The last thing Rebecca wants is to spend six months in New Orleans while her father goes overseas on an extended business trip. She's even less enthusiastic when she actually lands in New Orleans, which feels to her even more foreign than China. Her "Aunt" Claudia and Claudia's daughter, Aurelia, live in a ramshackle house crammed with junk. Claudia works as a tarot reader for visiting tourists but never offers to tell Rebecca's fortune; all she does is tell the girl to stay away from sprawling Lafayette Cemetery, the defining feature of their narrative.
Of course, as a daring, self-confident New Yorker, Rebecca takes this as a personal challenge ("She was from New York, after all: A small cemetery in a tiny city like this didn't frighten her") and wastes no time finding a way into the graveyard's imposing iron gates.

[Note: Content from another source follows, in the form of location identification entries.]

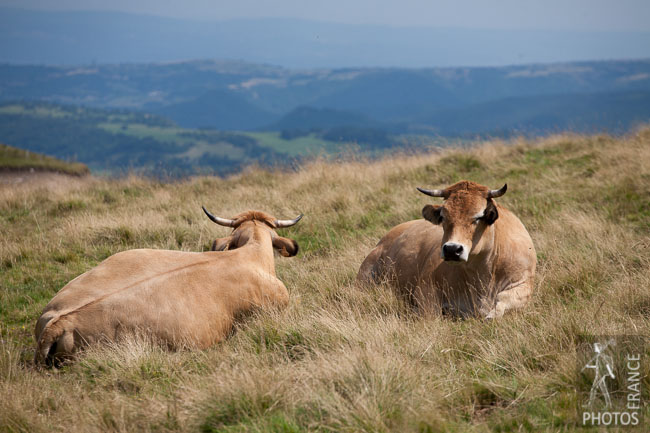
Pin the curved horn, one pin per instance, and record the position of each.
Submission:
(288, 223)
(220, 221)
(432, 192)
(494, 193)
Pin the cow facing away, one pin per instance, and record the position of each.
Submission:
(175, 297)
(468, 257)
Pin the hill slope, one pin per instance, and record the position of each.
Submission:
(339, 358)
(14, 159)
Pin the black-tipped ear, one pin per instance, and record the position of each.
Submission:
(432, 213)
(221, 244)
(491, 213)
(285, 246)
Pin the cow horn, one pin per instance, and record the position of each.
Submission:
(432, 192)
(494, 193)
(221, 221)
(288, 223)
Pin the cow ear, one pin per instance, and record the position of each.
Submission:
(286, 247)
(432, 213)
(491, 213)
(221, 244)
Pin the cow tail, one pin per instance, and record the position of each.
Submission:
(54, 340)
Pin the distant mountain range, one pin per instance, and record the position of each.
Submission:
(83, 37)
(608, 96)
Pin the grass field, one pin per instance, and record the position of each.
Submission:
(340, 358)
(308, 145)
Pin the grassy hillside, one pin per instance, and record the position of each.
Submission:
(339, 358)
(14, 159)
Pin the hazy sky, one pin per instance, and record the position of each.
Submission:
(606, 15)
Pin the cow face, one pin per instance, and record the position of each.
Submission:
(465, 217)
(254, 224)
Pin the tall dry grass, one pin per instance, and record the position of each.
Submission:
(339, 358)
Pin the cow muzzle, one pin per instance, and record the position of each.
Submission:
(454, 252)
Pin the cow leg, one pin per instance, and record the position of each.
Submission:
(514, 297)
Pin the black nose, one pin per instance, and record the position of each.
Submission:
(452, 251)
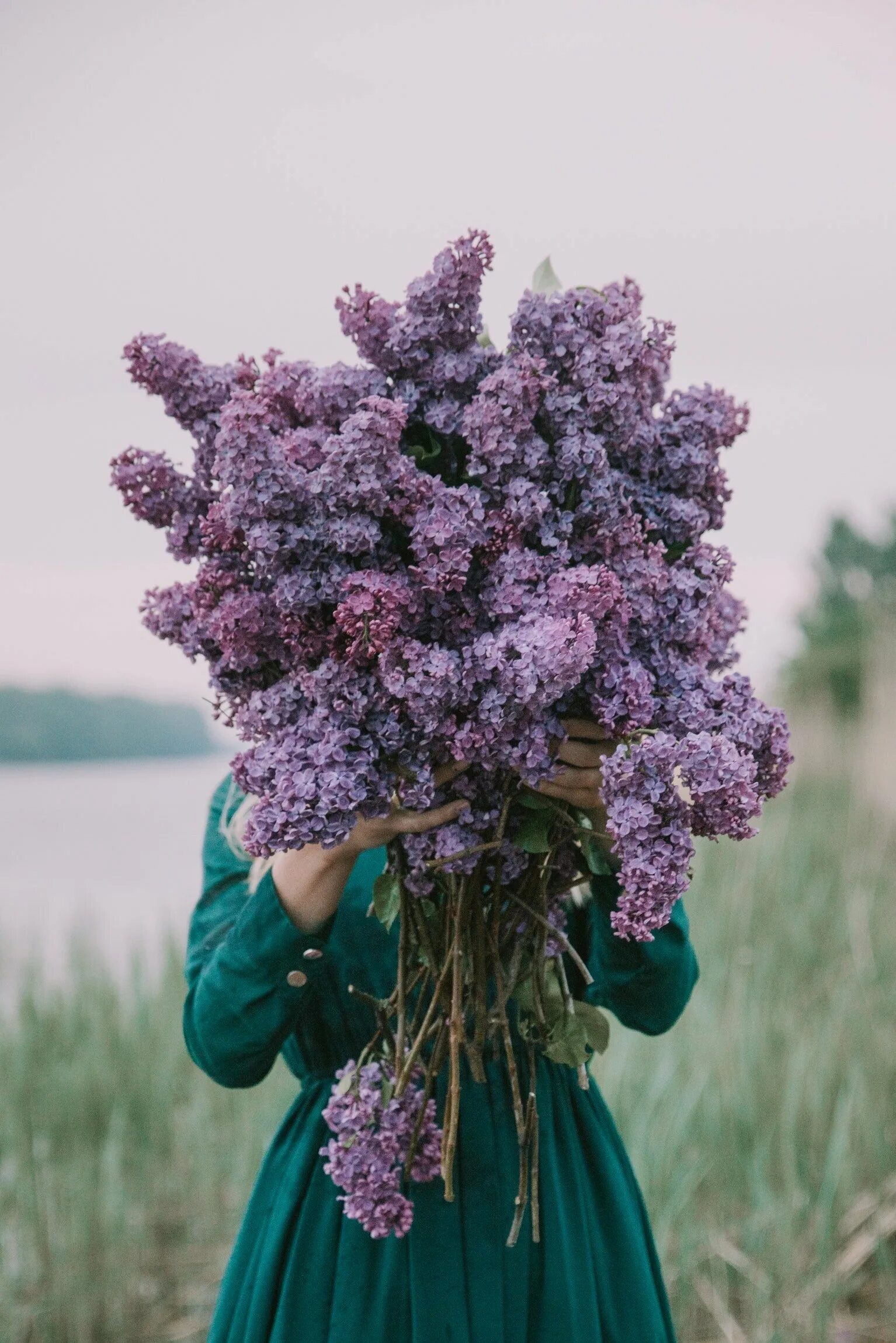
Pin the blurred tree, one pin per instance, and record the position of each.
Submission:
(856, 591)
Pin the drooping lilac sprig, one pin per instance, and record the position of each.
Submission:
(374, 1130)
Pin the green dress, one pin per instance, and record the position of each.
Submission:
(300, 1271)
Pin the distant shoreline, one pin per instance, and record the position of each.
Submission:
(68, 727)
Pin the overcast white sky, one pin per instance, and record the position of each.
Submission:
(217, 171)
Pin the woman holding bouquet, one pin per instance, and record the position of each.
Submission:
(269, 974)
(452, 553)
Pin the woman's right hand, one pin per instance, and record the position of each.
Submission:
(311, 880)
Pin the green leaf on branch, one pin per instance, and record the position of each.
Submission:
(344, 1084)
(534, 801)
(597, 1028)
(597, 859)
(568, 1041)
(534, 834)
(387, 899)
(544, 280)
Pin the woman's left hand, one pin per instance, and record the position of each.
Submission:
(582, 752)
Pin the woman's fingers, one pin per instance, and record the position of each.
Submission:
(578, 779)
(415, 823)
(585, 728)
(585, 754)
(586, 798)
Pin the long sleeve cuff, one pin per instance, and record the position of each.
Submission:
(265, 946)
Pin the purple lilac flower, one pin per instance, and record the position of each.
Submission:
(373, 1135)
(433, 555)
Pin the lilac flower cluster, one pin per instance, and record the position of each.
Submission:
(374, 1131)
(436, 555)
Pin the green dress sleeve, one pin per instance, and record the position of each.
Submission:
(239, 1007)
(647, 985)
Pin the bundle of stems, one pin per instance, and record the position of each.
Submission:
(464, 954)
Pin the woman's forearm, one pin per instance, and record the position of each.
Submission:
(311, 882)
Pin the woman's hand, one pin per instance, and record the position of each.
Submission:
(311, 880)
(582, 752)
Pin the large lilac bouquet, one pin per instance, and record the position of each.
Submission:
(432, 558)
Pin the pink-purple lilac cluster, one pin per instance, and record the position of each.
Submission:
(436, 555)
(374, 1131)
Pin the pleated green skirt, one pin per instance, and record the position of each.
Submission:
(300, 1271)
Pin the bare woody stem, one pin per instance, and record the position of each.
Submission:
(463, 853)
(456, 1029)
(558, 935)
(523, 1189)
(402, 971)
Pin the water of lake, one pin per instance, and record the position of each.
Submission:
(108, 851)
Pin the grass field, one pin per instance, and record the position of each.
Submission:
(763, 1127)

Lafayette Cemetery is filled with ostentatious above-ground tombs filled with ancestors of the city's most prominent citizens. The daughters of these powerful families attend Rebecca's new school, the exclusive Temple Mead Academy, whose social striations Rebecca finds as difficult to interpret as if she were learning a foreign language. At the top of the heap is Helena Bowman and her best friend, Marianne Sutton; these girls (known as Patricians) and their counterparts from the boys' school also frequent the cemetery after dark, as Rebecca discovers.
Rebecca also finds a mysterious new friend there, a black girl named Lisette, who always seems to disappear as quickly as she appears and who is invisible to nearly everyone. Is it possible that Lisette is one of New Orleans's numerous ghosts? And what is Lisette's connection to the infamous ancient curse that hovers over the Bowman family and threatens Helena? Is Rebecca's ability to see Lisette a blessing…or an omen? As Mardi Gras approaches and Helena is struck by a mysterious illness, the suspense mounts, culminating in a thrilling conclusion that could have implications not only for Rebecca but also for the entire city.
Paula Morris is a native New Zealander who is, like Rebecca, a recent transplant to New Orleans. She includes plenty of evocative details about the city's current, post-Katrina realities as well as its long and sometimes bloody history. Although the novel initially appears to be Gossip Girl NOLA-style, with its focus on the intrigues of privileged young people from old monied families, Morris skillfully builds the supernatural intrigue and suspense to make for a dark, increasingly eerie tale. New Orleans is a character itself, as the story --- particularly its culmination in the darkly celebratory events of Mardi Gras --- could hardly have taken place anywhere but in this historic city.
Not only is RUINED a successful suspense novel, it also touches on important social issues such as race, class, and the ongoing recovery from Hurricane Katrina. Infused with history, grounded in real-world details, featuring a likable, feisty heroine and plenty of unearthly suspense, RUINED is both a tribute to New Orleans today and a portrait of the turbulent past of this complicated, fascinating city.